This was the first time, so far as is known, that Marshall had visited Washington at his Potomac home. No other guest except Washington's nephew seems to have been present at this conference, so decisive of Marshall's future. The time was September, 1798, and the conversations were held on the broad piazza,[860] looking out upon the river, with the new Capitol almost within sight. There, for "four or five days," his old commander used all his influence to induce Marshall to become the Federalist candidate.

"General Washington urged the importance of the crisis," writes Marshall in describing the circumstance; "every man," insisted Washington, "who could contribute to the success of sound opinions was required by the most sacred duty to offer his services to the public." Marshall doubted his "ability to do any good. I told him that I had made large pecuniary engagements which required close attention to my profession and which would distress me should the emoluments derived from it be abandoned."
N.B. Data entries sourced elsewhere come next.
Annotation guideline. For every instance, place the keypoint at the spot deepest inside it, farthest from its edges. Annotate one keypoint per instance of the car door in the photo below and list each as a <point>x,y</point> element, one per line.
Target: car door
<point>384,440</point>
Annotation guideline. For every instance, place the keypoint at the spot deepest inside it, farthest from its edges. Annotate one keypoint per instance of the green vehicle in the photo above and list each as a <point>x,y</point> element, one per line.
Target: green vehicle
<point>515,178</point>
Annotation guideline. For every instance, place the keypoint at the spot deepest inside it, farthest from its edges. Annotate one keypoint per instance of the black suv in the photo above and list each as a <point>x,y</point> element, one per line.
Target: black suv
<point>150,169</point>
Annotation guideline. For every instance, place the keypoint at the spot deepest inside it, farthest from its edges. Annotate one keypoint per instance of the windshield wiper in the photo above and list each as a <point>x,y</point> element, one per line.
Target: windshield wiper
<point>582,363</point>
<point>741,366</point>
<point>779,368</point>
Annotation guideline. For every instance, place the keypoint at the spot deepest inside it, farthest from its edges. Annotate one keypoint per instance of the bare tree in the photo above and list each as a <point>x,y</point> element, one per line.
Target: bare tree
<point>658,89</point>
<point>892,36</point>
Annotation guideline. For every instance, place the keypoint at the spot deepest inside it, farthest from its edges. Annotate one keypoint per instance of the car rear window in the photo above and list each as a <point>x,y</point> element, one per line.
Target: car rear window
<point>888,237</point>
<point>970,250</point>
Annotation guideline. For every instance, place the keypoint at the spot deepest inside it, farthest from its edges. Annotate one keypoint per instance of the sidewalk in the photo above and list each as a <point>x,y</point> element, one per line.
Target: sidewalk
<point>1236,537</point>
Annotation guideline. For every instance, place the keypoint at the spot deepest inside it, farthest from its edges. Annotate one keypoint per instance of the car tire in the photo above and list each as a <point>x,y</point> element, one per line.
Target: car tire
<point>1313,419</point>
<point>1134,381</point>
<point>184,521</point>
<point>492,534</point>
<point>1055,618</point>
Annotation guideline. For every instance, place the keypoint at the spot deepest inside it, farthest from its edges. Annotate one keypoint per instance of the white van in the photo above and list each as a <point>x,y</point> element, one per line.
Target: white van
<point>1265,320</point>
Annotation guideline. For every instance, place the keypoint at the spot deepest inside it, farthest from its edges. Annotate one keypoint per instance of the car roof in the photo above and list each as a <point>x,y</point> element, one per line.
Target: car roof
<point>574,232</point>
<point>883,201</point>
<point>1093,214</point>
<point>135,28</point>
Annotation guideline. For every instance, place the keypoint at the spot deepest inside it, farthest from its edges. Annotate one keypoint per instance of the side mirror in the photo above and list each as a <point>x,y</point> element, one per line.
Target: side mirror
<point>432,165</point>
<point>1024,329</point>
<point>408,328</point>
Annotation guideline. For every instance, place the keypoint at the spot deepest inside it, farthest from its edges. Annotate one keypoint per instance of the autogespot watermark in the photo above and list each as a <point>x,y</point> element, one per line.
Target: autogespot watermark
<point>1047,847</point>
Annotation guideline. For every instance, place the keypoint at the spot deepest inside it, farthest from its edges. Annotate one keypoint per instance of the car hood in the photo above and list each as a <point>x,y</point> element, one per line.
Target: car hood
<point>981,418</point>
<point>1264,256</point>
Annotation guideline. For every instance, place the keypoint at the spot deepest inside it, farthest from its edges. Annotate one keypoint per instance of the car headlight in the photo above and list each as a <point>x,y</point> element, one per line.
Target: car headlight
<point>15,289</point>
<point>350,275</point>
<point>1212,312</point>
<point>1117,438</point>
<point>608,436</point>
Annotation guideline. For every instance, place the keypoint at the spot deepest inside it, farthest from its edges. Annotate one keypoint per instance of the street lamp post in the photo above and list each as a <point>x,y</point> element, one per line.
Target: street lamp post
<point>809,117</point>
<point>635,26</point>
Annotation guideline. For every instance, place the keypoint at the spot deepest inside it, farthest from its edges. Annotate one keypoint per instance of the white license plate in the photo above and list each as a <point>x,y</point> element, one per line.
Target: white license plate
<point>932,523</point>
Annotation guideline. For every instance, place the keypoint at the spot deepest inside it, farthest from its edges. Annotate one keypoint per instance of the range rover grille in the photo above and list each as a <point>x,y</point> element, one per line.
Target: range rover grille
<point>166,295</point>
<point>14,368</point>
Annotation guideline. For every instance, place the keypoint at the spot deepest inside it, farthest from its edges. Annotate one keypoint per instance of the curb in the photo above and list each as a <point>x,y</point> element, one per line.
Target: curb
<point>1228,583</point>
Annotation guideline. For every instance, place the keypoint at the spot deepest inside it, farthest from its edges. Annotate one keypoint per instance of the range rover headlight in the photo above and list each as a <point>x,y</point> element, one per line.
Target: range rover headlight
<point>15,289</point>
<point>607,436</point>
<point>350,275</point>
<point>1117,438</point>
Marshall told of his promise to the Federalist candidate who was then making his campaign for election. Washington declared that this candidate still would withdraw in Marshall's favor; but Marshall remained unshaken. Finally Washington gave his own conduct as an example. Marshall thus describes the final appeal which his old leader made to him: "He had withdrawn from office with a declaration of his determination never again, under any circumstances, to enter public life. No man could be more sincere in making that declaration, nor could any man feel stronger motives for adhering to it. No man could make a stronger sacrifice than he did in breaking a resolution, thus publicly made, and which he had believed to be unalterable. Yet I saw him," continues Marshall, "in opposition to his public declaration, in opposition to his private feelings, consenting, under a sense of duty, to surrender the sweets of retirement, and again to enter the most arduous and perilous station which an individual could fill. My resolution yielded to this representation."[861]

There is a tradition that, at one point in the conference, Marshall, becoming offended by Washington's insistence, which, runs the story, took the form of a peremptory and angrily expressed command, determined to leave so early in the morning that his host would have no opportunity to press the matter further; but, Washington noting Marshall's irritation and anticipating his purpose, was on the piazza when his departing guest appeared at dawn, and there made the final appeal which won Marshall's reluctant consent.

Marshall felt that he was making a heavy personal sacrifice; it meant to him the possible loss of the Fairfax estate. As we have seen, he had just declined appointment to the Supreme Bench[862] for this very reason, and this place later was given to Bushrod Washington, largely on Marshall's advice.[863] Adams had been reluctant to give Marshall up as one of the Associate Justices of the Supreme Court; "General Marshall or Bushrod Washington will succeed Judge Wilson," wrote the President to his Secretary of State[864] nearly three months after the first tender of the place to Marshall in Philadelphia. Later on the President again returned to Marshall.

"I still think that General Marshall ought to be preferred," he wrote. "Of the three envoys, the conduct of Marshall alone has been entirely satisfactory, and ought to be marked by the most decided approbation of the public. He has raised the American people in their own esteem, and, if the influence of truth and justice, reason and argument is not lost in Europe, he has raised the consideration of the United States in that quarter of the world.... If Mr. Marshall should decline, I should next think of Mr. [Bushrod] Washington."[865]

Washington's appeal to Marshall's patriotism and sense of duty, however, outbalanced the weighty financial reasons which decided him against becoming an Associate Justice of the Supreme Court. Thus, against his desire, he found himself once more in the hurly-burly of partisan politics. But this time the fight which he was forced to lead was to be desperate, indeed.

The moment Marshall announced his candidacy he became the center of Republican attack in Virginia. The virulence of the campaign against him was so great that it has become a tradition; and while scarcely any of the personal assaults, which appeared in print, are extant, they are known to have been ruthless, and utterly unrestrained both as to the charges made and the language used in making them.

In his scurrilous review of Adams's Administration, which Adams properly denounced as "a Mass of Lyes from the first page to the last,"[866] John Wood repeats the substance of some of the attacks which, undoubtedly, were launched against Marshall in this bitter political conflict. "John Marshall," says Wood, "was an improper character in several respects; his principles of aristocracy were well known. Talleyrand, when in America, knew that this man was regarded as a royalist and not as a republican, and that he was abhorred by most honest characters."[867]

The abuse must have been very harsh and unjust; for Marshall, who seldom gave way to resentment, complained to Pickering with uncharacteristic temper. "The whole malignancy of Anti-federalism," he writes, "not only in the district, where it unfortunately is but too abundant, but throughout the State, has become uncommonly active and considers itself as peculiarly interested in the reëlection of the old member [Clopton].